Al tercer día, la libertad de cada cual para dar su propio sentido a las órdenes, para improvisar el sentido de las señales. Porque ya sabías lo que se esperaba de ti : que hicieras música.

A medida que iba creciendo aquello, era más fuerte su evidencia: que la improvisación puede ser una composición instantánea.

Un testimonio del neurólogo Oliver Sacks: “Comprobamos el poder de la música para organizar, y para hacerlo con eficacia (¡además de con gozo!) cuando fallan las formas abstractas o esquemáticas de organización.
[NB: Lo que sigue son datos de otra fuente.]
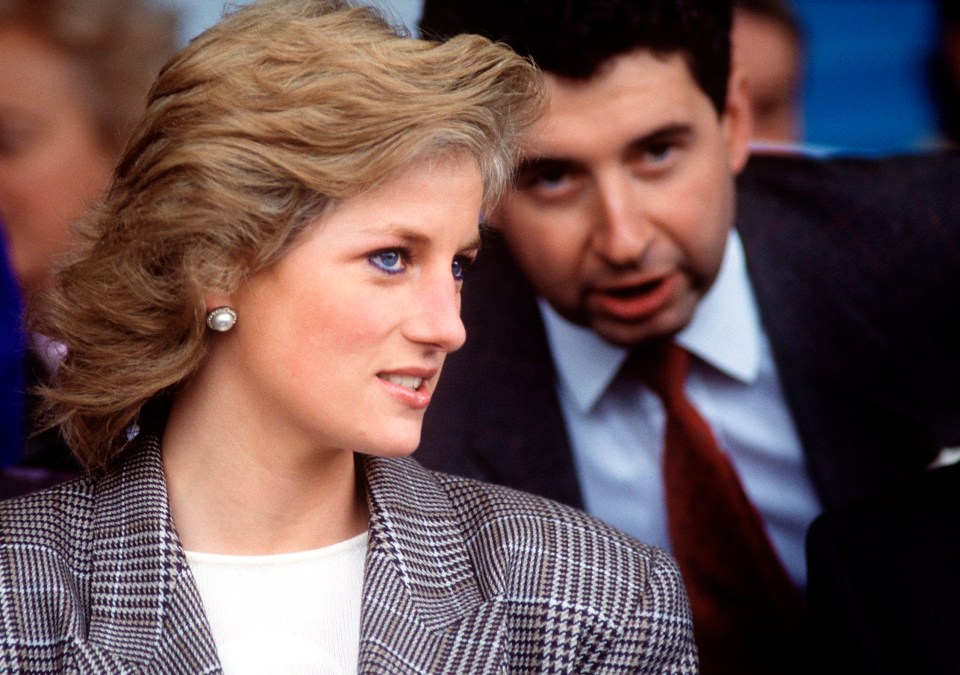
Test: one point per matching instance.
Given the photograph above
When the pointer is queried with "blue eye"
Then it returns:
(460, 266)
(390, 261)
De hecho, ycomo cabría esperar, esto es bien previsible, precisamente, cuando no resulta eficaz ninguna otra forma de organización.

La órdenes venían de unas manos, unos brazos, una varita golpeada contra la pared, de su gnomon milesio. De un cuerpo y una mirada que se iban haciendo familiares. De ahí brotaba el sonido individual, y en sí mismo era colectivo.

“¿A dónde estabas mirando?”

Su sistema de seguridades, sus creencias; habló en contra del minimalismo reductor, no ensalzó el oído absoluto.“Yo no tengo oído absoluto, no es necesario. Pero toca eso que acabas de oír”.

Las señales era visuales en el sentido más estricto, porque levantaban una visión interior asociada al oído. Se alzaba una música descriptiva, impresionista. Otra cosa sería preguntarse por las impresiones y las visiones que aquella música desvelaba.

El cuerpo de la música, si es un cuerpo sano, se echa a andar como un animal fuerte y oscuro, con todos sus miembros a la vez. Esta imagen, que es sonora y es visual, tiene su raíz en el surrealismo de la naturaleza; un cuerpo está sano porque es automático, pero no maquinal; su vida es compleja, su organicidad brota de lo colectivo.

“Tengo toneladas de cartas enviadas por gente después de los conciertos; me cuentan las cosas que han visto, sus visiones, sentían que estaban dentro de un paisaje, un parche de cielo y, de repente, ahí mismo, un muro de ladrillos”.

Hay unos ejes fuertes en la música (en todas las artes): la imitación y el contraste, la tensión y la relajación. Sobre tales ejes se lanceaba el cuerpo colectivo de todos los que nos sentábamos ante los atriles blancos.

Sus gestos marcaban, tal como nos dijo una verdadera “cartografía para la improvisación”.

Los maestros siempre tienen algo de payasos, pues saben hacer verdadera y creíble la pantomima de la seriedad y de la risa. Ambas vienen juntas. Los jefes están rigidizados por la mueca perenne de su poder.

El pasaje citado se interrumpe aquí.